Le titre qu’il se donne est « Alloué et bailli de Lanmeur ». Lorsqu’il arriva à Lanmeur vers 1652, cette résidence que lui imposait l’exercice de sa fonction lui pesait comme un exil et il se plaint d’être  » confiné dans un lieu stérile et trop ingrat pour le commerce et la société de gens capable de l’instruire ». C’est peut être à cet environnement isolé que nous devons l’œuvre de Guy Le Borgne, qui se réfugia dans l’érudition.

Il se mariera deux fois : en premières noces avec Marie Le Gac, dame de Lanorgar, d’une bonne famille du pays, dont il aura six enfants, et en seconde noces à Morlaix St-Melaine (15 février 1670) avec Françoise Le Gendre, dame de Kerbolin, de plus modeste extraction, qui ne lui donnera qu’une seule fille, mais dont l’un des fils sera Charles-Guy Le Borgne, évêque de Tréguier.

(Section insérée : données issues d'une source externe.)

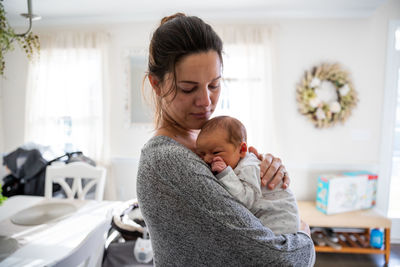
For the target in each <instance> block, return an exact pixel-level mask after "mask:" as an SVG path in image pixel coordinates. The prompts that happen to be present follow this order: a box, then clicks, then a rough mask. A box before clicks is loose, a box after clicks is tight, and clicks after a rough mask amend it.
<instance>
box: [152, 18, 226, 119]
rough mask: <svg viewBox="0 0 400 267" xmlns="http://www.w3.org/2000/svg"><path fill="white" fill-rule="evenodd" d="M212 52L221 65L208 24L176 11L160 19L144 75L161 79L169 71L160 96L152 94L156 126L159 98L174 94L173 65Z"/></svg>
mask: <svg viewBox="0 0 400 267" xmlns="http://www.w3.org/2000/svg"><path fill="white" fill-rule="evenodd" d="M208 51H215V52H217V53H218V56H219V58H220V60H221V64H222V41H221V39H220V38H219V36H218V35H217V34H216V33H215V31H214V30H213V29H212V28H211V26H210V25H208V24H207V23H205V22H204V21H203V20H201V19H200V18H198V17H194V16H186V15H185V14H183V13H176V14H174V15H172V16H168V17H165V18H163V19H162V20H161V24H160V26H159V27H158V28H157V29H156V30H155V32H154V33H153V36H152V38H151V42H150V47H149V64H148V75H152V76H155V77H156V78H157V79H158V81H159V82H160V83H163V82H164V78H165V76H166V74H167V73H172V74H173V82H172V87H171V88H170V89H169V90H168V92H166V93H164V94H163V95H160V96H157V95H155V94H154V93H153V98H154V104H155V124H156V127H159V126H160V125H159V124H160V121H161V117H162V106H161V100H162V98H164V97H166V96H168V95H170V94H171V93H175V95H176V89H177V88H176V83H175V81H176V74H175V66H176V64H177V63H178V62H179V61H180V60H182V59H183V58H184V57H185V56H188V55H191V54H195V53H201V52H208Z"/></svg>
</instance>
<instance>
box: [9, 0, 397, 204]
mask: <svg viewBox="0 0 400 267" xmlns="http://www.w3.org/2000/svg"><path fill="white" fill-rule="evenodd" d="M393 18H400V6H399V1H395V0H392V1H388V2H386V3H385V4H384V5H383V6H382V7H381V8H379V9H378V10H377V11H376V13H375V14H374V15H373V16H372V17H370V18H363V19H275V20H268V21H267V20H266V21H265V22H261V23H265V24H267V25H274V29H275V30H274V32H275V35H274V38H275V39H274V40H275V62H274V63H275V64H274V66H275V70H274V76H273V77H274V88H275V91H274V99H275V107H274V111H275V119H276V124H275V125H273V126H271V127H273V129H275V133H276V137H277V142H276V147H275V148H273V149H272V152H274V154H275V155H277V156H279V157H281V158H283V159H284V162H285V164H286V166H287V167H288V169H289V172H290V174H291V178H292V185H291V188H292V190H293V191H294V192H295V194H296V195H297V198H298V199H313V198H314V196H315V190H316V179H317V175H318V174H319V173H321V172H326V171H337V170H344V169H346V170H347V169H369V170H373V171H377V170H378V169H379V168H378V167H379V166H378V164H379V149H380V137H381V132H380V127H381V119H382V118H381V114H382V108H383V107H382V101H383V86H384V66H385V51H386V49H385V48H386V46H385V45H386V39H387V36H386V35H387V22H388V19H393ZM157 23H158V22H155V21H154V22H148V23H143V24H132V25H127V24H125V25H107V26H104V27H99V28H101V29H102V30H106V31H108V32H110V34H111V37H112V43H111V48H110V80H111V97H110V105H111V106H110V118H111V120H110V121H111V125H110V127H111V129H110V136H111V140H110V142H111V143H110V153H111V157H112V158H114V159H115V160H116V161H118V160H120V161H121V162H122V163H121V164H123V165H124V166H126V160H129V158H131V159H132V162H135V160H136V159H137V158H138V157H139V155H140V149H141V147H142V146H143V144H144V143H145V142H146V140H147V139H148V138H149V136H151V131H150V128H148V127H147V128H146V127H142V126H130V127H127V126H126V112H125V110H124V100H125V94H126V76H125V64H126V63H125V58H126V54H125V52H126V51H127V50H128V49H129V48H132V47H146V46H147V45H148V41H149V38H150V34H151V32H152V31H153V29H154V27H155V25H156V24H157ZM218 23H219V22H218V21H215V22H213V24H218ZM225 23H226V22H225ZM251 23H253V22H251ZM257 23H260V22H257ZM73 28H74V27H72V29H73ZM75 28H77V27H75ZM89 28H90V27H89ZM79 29H81V27H79ZM96 29H97V28H96ZM37 30H39V31H46V30H47V29H45V28H43V29H37ZM6 60H7V70H6V77H7V79H6V80H5V81H3V107H2V108H3V116H4V118H3V123H4V151H3V152H9V151H11V150H12V149H14V148H15V147H17V146H19V145H20V144H22V143H23V129H24V104H25V100H24V93H25V82H26V81H25V80H24V77H26V72H27V67H26V59H25V57H24V56H23V55H22V54H21V52H20V51H18V50H16V51H14V52H12V53H9V54H8V55H7V58H6ZM322 61H332V62H339V63H341V64H342V65H343V67H344V68H345V69H347V70H348V71H349V72H350V73H351V77H352V80H353V83H354V85H355V88H356V90H357V92H358V94H359V99H360V101H359V103H358V106H357V107H356V108H355V110H354V112H353V115H352V116H351V117H350V118H349V120H348V121H347V122H346V123H345V124H344V125H338V126H335V127H334V128H331V129H324V130H320V129H315V128H314V127H313V126H312V124H311V123H310V122H308V121H307V120H306V118H305V117H303V116H301V115H300V114H299V113H298V111H297V106H296V100H295V99H296V98H295V86H296V83H297V82H299V81H300V79H301V76H302V74H303V72H304V71H305V70H308V69H309V68H311V67H312V66H314V65H315V64H318V63H321V62H322ZM260 119H261V118H260ZM133 170H134V168H133V169H132V171H131V174H130V175H128V176H127V177H126V179H134V175H133V173H134V171H133ZM127 172H128V170H127ZM132 194H133V193H132Z"/></svg>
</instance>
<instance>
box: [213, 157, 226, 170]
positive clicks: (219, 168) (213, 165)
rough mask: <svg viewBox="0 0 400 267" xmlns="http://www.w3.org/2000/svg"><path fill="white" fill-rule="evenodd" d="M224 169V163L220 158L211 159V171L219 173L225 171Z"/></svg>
mask: <svg viewBox="0 0 400 267" xmlns="http://www.w3.org/2000/svg"><path fill="white" fill-rule="evenodd" d="M225 168H226V163H225V162H224V160H223V159H222V158H221V157H215V158H213V160H212V162H211V170H212V171H213V172H217V173H220V172H222V171H223V170H225Z"/></svg>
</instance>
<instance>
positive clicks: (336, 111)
mask: <svg viewBox="0 0 400 267" xmlns="http://www.w3.org/2000/svg"><path fill="white" fill-rule="evenodd" d="M357 101H358V98H357V93H356V91H355V90H354V87H353V84H352V82H351V81H350V79H349V74H348V73H347V72H346V71H344V70H342V69H341V67H340V65H339V64H321V65H320V66H317V67H314V68H313V69H312V70H311V71H307V72H306V73H305V75H304V77H303V79H302V81H301V82H300V84H298V85H297V102H298V105H299V111H300V113H301V114H303V115H305V116H306V117H308V118H309V119H310V120H311V122H312V123H313V124H314V125H315V126H316V127H317V128H324V127H331V126H333V125H335V124H336V123H337V122H342V123H343V122H344V121H345V120H346V119H347V118H348V117H349V116H350V114H351V111H352V109H353V108H354V107H355V106H356V104H357Z"/></svg>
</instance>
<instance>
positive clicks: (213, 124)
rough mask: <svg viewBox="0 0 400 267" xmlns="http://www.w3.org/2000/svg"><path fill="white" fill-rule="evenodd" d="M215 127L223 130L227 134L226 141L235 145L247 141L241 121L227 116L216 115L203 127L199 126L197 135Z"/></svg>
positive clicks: (245, 128)
mask: <svg viewBox="0 0 400 267" xmlns="http://www.w3.org/2000/svg"><path fill="white" fill-rule="evenodd" d="M216 129H223V130H225V131H226V132H227V134H228V140H226V141H227V142H229V143H231V144H233V145H235V146H239V145H240V143H242V142H247V132H246V128H245V127H244V125H243V123H241V122H240V121H239V120H238V119H235V118H233V117H229V116H218V117H215V118H212V119H211V120H209V121H207V122H206V123H205V124H204V125H203V127H201V131H200V133H199V136H198V137H200V135H202V134H206V133H208V132H210V131H215V130H216Z"/></svg>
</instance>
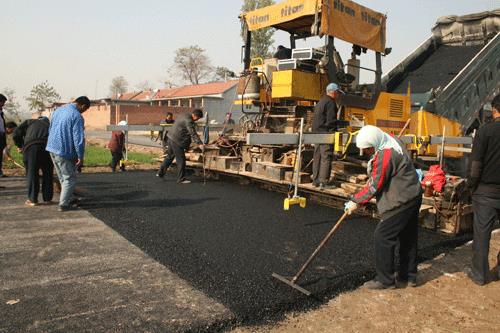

S’il s’intitule sieur du Treuzcoat (en Pleiber-Christ), modeste seigneurie mitoyenne de Lesquiffiou tenue par ses cousins Le Borgne, sa résidence habituelle fut probablement à Lanmeur. La cour de Lanmeur était attestée depuis le XVe siècle et bien souvent les même magistrats siégeaient à Lanmeur et à Morlaix. Lanmeur conservait cependant son autonomie puisqu’elle ressortissait au présidial de Rennes alors que Morlaix ressortissait de celui de Quimper et ce n’est qu’en 1755 que la barre de Lanmeur sera réunie définitivement à celle de Morlaix. Le sénéchal, premier magistrat de la juridiction statuait seul en principe, mais en son absence, l’alloué ou bailli, en sa qualité de principal auxiliaire, le remplaçait.Mais il ne fut probablement pas si seul qu’il le dit. Il prenait la suite des travaux de son père, déjà fort réputés et qui avait déjà du tisser tout un réseau de correspondants et d’informateurs. Ensuite, il reconnaît devoir beaucoup à M. de Plusquellec, ainsi qu’à Jacques de Kermenguy, seigneur de Kermenguy en Cleder « gentilhomme des plus savants en cette science des blasons auquel j’avoue devoir une partie de cet ouvrage » et à Pierre de Kersauson-Guenan, près de Saint-Pol « gentilhomme bien expérimenté au fait du blason qui a contribué de quelque chose à l’achèvement de ce travail ». Ces deux derniers lui sont d’ailleurs apparentés. Il est aussi hautement probable qu’il entretint, après son père, d’étroites relations avec Pierre de Lannion, Baron du Vieux-Chatel, et son fils Claude de Lannion, tous deux passionnés d’histoire et de généalogie et qui détenaient les archives du Père du Paz.

Au moment ou il fait publier son armorial, il songeait déjà à lui en donner une seconde édition, revue et complétée; hélas la mort vint le surprendre le 24 mai 1671. Après sa mort, une seconde édition parut en 1681. Depuis lors, l’ouvrage était devenu quasi introuvable, à l’exception d’une réédition dont nous n’avons pas réussi à retrouver la trace. Puisse y remédier cette réédition, pour laquelle nous avons privilégié une reproduction à l’identique, avec les imperfections que cela comporte.